Finite-volume homogenization and localization of nanoporous materials with cylindrical voids. Part 2: New results

Abstract The finite-volume homogenization theory with surface-elasticity effects based on the Gurtin-Murdoch model developed in Part 1 is employed to investigate little explored aspects of nanoporous materials' response. New results illustrate the effects of pore array architecture, aspect ratio and mean radius of elliptical porosities on local stress fields and homogenized moduli in an admissible range of porosity volume fractions. These results highlight the importance of adjacent pore interactions neglected in the classical micromechanics models, quantified herein for the first time.

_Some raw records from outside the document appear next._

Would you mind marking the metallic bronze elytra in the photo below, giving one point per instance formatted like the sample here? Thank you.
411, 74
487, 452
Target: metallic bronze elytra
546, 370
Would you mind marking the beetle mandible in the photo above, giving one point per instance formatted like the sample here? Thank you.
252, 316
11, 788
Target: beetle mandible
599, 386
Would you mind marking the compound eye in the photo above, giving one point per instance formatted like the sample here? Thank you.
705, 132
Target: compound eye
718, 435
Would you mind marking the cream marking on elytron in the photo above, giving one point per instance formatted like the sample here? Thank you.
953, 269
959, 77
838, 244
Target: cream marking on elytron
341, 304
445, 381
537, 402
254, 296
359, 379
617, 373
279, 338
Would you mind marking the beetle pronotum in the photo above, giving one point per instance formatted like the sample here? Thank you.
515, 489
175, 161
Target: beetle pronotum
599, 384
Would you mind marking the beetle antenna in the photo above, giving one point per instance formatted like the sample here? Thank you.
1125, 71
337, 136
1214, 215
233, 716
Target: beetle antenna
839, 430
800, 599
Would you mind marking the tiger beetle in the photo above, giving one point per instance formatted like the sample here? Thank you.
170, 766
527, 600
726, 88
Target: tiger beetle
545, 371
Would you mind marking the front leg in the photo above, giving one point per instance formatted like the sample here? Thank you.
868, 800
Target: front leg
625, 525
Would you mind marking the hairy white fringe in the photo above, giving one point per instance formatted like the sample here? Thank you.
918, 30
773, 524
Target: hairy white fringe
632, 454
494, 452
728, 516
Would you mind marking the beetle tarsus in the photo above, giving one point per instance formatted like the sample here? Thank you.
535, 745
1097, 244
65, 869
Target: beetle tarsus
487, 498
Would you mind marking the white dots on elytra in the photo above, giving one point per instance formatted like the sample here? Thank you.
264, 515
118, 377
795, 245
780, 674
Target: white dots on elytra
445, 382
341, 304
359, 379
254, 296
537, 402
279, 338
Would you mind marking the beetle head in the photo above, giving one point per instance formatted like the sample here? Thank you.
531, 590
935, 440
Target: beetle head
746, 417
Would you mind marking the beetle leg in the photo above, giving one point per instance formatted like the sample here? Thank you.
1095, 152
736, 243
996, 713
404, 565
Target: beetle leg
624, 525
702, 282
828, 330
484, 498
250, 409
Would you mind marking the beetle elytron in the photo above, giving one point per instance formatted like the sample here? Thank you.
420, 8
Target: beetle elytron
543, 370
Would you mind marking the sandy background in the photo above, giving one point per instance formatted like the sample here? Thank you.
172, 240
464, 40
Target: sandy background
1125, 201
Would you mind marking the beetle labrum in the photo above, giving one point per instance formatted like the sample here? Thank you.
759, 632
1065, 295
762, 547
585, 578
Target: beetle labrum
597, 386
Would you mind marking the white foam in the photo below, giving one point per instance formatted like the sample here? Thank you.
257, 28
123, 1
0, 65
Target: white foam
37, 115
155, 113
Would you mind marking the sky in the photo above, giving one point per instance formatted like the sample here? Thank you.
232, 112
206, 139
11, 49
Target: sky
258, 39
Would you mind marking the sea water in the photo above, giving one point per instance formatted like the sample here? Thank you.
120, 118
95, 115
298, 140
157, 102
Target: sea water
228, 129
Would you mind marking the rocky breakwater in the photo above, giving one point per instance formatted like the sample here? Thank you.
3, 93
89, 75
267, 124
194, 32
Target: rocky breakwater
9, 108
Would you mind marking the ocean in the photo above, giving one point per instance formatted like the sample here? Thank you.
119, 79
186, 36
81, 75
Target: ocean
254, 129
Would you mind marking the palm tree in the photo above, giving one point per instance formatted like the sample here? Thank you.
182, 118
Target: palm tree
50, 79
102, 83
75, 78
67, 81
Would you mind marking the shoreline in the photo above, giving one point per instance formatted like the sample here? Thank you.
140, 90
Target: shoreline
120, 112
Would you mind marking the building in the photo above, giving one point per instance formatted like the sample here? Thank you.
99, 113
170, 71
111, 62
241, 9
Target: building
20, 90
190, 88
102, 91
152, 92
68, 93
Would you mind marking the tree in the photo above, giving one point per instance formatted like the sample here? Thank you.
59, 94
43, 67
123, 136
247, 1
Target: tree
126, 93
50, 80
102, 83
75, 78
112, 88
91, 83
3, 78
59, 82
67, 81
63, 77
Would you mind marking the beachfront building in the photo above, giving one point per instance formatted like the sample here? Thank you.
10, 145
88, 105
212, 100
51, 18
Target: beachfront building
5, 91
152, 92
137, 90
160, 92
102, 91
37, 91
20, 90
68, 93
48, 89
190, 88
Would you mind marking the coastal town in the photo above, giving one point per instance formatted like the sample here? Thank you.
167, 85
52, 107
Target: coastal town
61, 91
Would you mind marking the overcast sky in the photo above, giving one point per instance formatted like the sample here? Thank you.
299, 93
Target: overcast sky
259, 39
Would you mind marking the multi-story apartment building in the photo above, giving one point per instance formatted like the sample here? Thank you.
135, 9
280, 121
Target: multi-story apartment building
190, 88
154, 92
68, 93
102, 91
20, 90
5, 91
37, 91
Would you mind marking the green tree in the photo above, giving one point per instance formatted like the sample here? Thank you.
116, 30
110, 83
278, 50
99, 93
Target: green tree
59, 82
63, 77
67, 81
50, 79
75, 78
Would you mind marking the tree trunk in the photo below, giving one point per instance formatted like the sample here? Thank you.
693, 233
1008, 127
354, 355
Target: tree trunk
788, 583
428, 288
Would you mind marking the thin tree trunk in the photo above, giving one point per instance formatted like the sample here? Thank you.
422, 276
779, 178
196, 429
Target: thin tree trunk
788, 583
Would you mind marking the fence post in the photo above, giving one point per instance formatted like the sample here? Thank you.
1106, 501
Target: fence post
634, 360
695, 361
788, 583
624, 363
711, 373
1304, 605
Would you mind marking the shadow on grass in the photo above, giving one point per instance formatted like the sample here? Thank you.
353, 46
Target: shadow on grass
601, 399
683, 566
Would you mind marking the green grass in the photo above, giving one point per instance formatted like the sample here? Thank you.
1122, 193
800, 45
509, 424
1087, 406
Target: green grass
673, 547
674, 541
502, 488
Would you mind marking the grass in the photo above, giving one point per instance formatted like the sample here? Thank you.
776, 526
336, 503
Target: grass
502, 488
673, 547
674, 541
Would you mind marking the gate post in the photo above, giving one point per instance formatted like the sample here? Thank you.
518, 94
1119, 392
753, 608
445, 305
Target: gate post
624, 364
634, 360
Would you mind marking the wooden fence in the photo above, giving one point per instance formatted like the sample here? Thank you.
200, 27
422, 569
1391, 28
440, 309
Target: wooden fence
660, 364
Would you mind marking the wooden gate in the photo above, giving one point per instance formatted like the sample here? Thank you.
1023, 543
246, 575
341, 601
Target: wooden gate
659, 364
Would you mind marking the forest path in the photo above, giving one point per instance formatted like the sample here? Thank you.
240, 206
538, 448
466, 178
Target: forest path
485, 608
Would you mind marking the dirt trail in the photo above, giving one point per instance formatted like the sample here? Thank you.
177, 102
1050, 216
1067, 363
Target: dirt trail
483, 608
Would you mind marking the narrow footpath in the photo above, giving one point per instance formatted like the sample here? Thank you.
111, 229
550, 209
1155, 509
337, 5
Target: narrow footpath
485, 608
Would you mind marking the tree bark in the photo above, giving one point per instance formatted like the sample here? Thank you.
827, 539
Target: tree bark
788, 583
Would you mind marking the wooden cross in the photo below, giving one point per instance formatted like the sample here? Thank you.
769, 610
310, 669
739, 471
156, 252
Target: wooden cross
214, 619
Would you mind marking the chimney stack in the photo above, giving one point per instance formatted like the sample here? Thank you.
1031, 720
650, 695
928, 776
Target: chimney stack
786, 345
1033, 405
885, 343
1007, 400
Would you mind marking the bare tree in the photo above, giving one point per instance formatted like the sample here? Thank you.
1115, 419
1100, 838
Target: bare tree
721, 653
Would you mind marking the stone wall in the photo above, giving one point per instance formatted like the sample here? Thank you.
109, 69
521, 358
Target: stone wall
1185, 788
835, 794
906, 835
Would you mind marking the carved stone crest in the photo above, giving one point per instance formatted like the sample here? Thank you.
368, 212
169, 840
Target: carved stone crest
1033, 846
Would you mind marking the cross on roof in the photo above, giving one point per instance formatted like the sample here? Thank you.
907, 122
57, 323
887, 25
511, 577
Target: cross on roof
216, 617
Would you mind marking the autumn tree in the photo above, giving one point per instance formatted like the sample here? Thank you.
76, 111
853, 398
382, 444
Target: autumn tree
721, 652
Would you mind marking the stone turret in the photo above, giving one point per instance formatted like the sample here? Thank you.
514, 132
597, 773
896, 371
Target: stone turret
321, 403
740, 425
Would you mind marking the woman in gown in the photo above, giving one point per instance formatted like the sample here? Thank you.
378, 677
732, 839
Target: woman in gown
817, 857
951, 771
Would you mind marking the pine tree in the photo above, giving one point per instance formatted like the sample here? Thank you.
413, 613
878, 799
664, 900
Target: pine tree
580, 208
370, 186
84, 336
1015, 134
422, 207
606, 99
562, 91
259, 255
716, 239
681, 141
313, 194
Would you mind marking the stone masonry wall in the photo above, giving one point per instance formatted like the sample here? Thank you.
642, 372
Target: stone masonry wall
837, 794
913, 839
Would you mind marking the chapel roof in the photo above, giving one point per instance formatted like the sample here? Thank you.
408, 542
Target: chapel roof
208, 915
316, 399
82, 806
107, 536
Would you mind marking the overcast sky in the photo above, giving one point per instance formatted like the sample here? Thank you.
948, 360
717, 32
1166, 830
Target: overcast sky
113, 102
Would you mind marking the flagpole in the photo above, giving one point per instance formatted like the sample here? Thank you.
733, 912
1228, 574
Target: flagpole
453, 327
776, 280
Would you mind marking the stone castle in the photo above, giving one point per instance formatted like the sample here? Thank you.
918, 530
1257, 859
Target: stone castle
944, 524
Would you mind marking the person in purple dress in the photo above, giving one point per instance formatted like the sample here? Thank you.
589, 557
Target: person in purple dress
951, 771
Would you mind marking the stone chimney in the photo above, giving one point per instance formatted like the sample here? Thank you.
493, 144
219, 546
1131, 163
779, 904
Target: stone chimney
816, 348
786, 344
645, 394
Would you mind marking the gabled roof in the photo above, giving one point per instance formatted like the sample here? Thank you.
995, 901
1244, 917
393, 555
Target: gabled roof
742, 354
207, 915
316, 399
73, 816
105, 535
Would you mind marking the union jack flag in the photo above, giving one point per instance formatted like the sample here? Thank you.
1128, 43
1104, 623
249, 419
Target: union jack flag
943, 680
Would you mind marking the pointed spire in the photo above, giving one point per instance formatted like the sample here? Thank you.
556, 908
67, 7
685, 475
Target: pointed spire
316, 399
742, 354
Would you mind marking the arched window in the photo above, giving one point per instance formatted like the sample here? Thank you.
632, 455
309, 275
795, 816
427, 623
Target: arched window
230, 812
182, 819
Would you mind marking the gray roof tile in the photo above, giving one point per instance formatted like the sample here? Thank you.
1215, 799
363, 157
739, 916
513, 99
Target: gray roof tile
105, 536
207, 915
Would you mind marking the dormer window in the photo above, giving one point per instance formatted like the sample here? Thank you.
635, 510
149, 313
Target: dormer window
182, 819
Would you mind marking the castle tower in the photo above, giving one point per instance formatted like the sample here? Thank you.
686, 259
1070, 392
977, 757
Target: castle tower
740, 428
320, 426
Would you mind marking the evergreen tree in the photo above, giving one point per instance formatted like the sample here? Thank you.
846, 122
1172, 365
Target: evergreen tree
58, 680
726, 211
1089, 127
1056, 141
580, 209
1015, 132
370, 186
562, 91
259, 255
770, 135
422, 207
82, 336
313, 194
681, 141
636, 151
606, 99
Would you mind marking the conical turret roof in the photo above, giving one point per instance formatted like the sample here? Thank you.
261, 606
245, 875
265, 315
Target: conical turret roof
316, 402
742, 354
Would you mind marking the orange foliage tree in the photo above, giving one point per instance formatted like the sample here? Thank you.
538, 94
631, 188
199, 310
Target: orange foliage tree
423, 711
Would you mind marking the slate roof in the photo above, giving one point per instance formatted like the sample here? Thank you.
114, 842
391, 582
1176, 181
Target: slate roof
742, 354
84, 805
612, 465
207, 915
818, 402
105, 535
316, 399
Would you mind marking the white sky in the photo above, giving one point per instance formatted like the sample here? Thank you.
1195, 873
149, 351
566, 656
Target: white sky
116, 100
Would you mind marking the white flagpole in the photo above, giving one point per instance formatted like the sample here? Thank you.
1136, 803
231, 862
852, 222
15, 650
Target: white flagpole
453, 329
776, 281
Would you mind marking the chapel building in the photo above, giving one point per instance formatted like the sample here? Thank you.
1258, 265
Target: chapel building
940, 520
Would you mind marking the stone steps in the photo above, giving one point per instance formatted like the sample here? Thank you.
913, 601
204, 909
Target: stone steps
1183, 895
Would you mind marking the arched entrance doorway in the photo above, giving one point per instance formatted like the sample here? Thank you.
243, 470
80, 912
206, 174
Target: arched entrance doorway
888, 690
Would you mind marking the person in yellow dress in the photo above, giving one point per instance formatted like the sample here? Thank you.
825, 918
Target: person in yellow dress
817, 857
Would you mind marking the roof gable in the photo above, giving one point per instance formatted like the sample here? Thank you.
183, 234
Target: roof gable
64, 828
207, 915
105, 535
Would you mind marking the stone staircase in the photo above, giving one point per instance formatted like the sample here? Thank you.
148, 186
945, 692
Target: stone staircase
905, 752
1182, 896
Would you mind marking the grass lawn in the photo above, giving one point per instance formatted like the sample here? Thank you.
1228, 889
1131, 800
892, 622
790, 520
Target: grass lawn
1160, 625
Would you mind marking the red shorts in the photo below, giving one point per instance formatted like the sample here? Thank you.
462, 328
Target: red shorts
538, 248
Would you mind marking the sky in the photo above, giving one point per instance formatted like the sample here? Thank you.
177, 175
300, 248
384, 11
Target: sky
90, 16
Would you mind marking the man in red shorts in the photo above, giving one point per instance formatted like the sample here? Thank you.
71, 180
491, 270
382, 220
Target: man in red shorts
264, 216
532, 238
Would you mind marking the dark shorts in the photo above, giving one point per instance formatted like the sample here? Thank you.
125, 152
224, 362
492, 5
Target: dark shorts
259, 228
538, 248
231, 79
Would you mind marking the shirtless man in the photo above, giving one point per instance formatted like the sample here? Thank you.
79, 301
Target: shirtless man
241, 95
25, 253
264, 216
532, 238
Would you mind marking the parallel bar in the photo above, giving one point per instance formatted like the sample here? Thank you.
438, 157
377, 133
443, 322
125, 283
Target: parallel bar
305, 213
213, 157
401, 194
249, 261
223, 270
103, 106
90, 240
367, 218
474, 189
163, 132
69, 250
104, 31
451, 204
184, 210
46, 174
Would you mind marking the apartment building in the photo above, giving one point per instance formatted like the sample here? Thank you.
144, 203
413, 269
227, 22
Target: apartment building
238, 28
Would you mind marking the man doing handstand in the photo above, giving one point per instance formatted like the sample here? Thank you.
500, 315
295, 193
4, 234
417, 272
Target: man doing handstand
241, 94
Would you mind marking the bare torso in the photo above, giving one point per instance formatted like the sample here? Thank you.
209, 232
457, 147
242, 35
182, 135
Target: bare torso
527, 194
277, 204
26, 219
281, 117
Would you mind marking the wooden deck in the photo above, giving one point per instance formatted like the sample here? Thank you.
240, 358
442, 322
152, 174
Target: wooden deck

The theory is also shown to capture the highly oscillatory stress fields associated with surface-elasticity induced solution instabilities in this class of materials with negative surface moduli without ill-conditioning problems. Differences and similarities between comparable finite-element and finite-volume solutions of the unit cell boundary-value problem are delineated, including identification of pore radii, and associated aspect ratios and volume fractions, at which instabilities initiate. Consistent with reported and herein generated finite-element based results, the solution instability is also shown to depend on finite-volume mesh refinement. Hence care is required to identify the admissible range of parameters in the calculation of homogenized moduli. The new theory provides an alternative and independent means of identifying stable solution ranges, and hence is a good tool in assessing the finite-element method's predictive capability of generating stable solutions. Comparison with molecular dynamics simulations is included in further support of the theory's potential to capture both the initial homogenized response and local stress fields that may lead to failure.